Healthcare organizations that manage this flood of data effectively set themselves up to take advantage of valuable new capabilities. For example, data could also be mined for signals that would identify things such as new disease states, said Harry Glorikian, general partner at the investment firm Scientia Ventures.
Another benefit to improved data management is better communication between the information and the patient, so healthcare workers can influence patients to make changes in their behavior.
That’s why it’s important to think about data earlier in the process, Betten added.
“What you want to gather, what you want to do with it, where you’re going to go with it and what the outcomes are going to be,” he said. “As design people, we need to take that into account.”
The Importance of Design and Function
From the device manufacturer’s perspective, the most important consideration for data management is to listen to end users and give them the tools they need, said Pari Gaikwad, head of project management for digital health at the pharmaceutical company Sanofi.

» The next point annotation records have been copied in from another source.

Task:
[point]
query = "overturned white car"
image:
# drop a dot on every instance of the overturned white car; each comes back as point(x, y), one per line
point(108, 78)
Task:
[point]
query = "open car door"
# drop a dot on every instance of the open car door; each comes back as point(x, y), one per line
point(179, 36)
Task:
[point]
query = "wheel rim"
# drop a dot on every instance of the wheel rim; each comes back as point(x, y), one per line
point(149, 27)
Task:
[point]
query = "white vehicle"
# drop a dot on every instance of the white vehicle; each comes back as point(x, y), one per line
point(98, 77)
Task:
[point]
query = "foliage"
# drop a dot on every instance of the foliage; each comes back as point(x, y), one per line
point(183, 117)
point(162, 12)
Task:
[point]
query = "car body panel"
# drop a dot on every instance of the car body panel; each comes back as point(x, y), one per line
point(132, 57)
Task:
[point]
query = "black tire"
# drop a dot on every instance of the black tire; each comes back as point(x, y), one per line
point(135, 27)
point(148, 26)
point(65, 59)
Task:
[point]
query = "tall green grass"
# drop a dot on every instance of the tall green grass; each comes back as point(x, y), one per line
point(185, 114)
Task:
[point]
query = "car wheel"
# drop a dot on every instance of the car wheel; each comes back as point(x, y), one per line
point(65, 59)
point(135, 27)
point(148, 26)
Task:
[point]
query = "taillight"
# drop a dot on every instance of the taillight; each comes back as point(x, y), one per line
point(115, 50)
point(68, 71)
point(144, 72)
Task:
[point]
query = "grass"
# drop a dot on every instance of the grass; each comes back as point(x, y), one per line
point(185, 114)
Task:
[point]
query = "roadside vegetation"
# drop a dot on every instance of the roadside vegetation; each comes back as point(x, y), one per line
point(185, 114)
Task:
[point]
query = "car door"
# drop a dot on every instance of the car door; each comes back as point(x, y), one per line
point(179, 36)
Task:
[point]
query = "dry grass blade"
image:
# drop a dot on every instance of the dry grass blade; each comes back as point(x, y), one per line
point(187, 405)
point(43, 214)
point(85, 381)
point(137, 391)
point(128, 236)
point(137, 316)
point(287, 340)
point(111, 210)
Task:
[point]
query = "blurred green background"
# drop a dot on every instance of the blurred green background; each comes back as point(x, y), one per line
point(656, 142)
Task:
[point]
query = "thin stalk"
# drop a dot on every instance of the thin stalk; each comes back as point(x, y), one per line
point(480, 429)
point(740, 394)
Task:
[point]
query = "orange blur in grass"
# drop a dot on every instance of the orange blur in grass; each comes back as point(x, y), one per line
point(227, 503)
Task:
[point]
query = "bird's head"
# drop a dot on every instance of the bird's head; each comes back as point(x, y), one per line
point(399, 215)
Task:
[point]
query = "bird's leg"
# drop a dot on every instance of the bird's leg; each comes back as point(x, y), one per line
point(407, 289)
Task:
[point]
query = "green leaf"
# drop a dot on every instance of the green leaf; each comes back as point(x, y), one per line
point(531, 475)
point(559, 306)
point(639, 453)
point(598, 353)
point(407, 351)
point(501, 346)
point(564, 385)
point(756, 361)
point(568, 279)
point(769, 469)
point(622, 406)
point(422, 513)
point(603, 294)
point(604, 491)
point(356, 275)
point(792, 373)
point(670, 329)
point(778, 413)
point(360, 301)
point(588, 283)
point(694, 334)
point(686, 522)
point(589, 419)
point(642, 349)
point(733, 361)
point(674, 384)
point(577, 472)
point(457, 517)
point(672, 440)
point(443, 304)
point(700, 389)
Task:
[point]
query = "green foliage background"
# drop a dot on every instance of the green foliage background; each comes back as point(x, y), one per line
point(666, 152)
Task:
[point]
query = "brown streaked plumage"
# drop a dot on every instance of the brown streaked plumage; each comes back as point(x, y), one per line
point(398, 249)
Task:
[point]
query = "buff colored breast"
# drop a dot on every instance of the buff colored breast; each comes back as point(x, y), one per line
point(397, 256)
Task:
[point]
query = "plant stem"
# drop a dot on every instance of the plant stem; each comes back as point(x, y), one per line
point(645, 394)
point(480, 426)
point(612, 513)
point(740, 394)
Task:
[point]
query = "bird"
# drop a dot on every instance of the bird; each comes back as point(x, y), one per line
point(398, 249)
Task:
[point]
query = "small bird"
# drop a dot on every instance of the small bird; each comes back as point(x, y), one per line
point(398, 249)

“Second, when you think about the digital health solution, simplify your design,” Gaikwad said. “Third, when it comes to Software as a Medical Device, the design control recommendations by the FDA are not your enemy — they’re there to help you.”
It’s also important to remember that digital health tools are aids to help healthcare providers solve problems and meet needs, added Aghogho Ekpruke, digital health architect for healthcare solutions provider Baxter.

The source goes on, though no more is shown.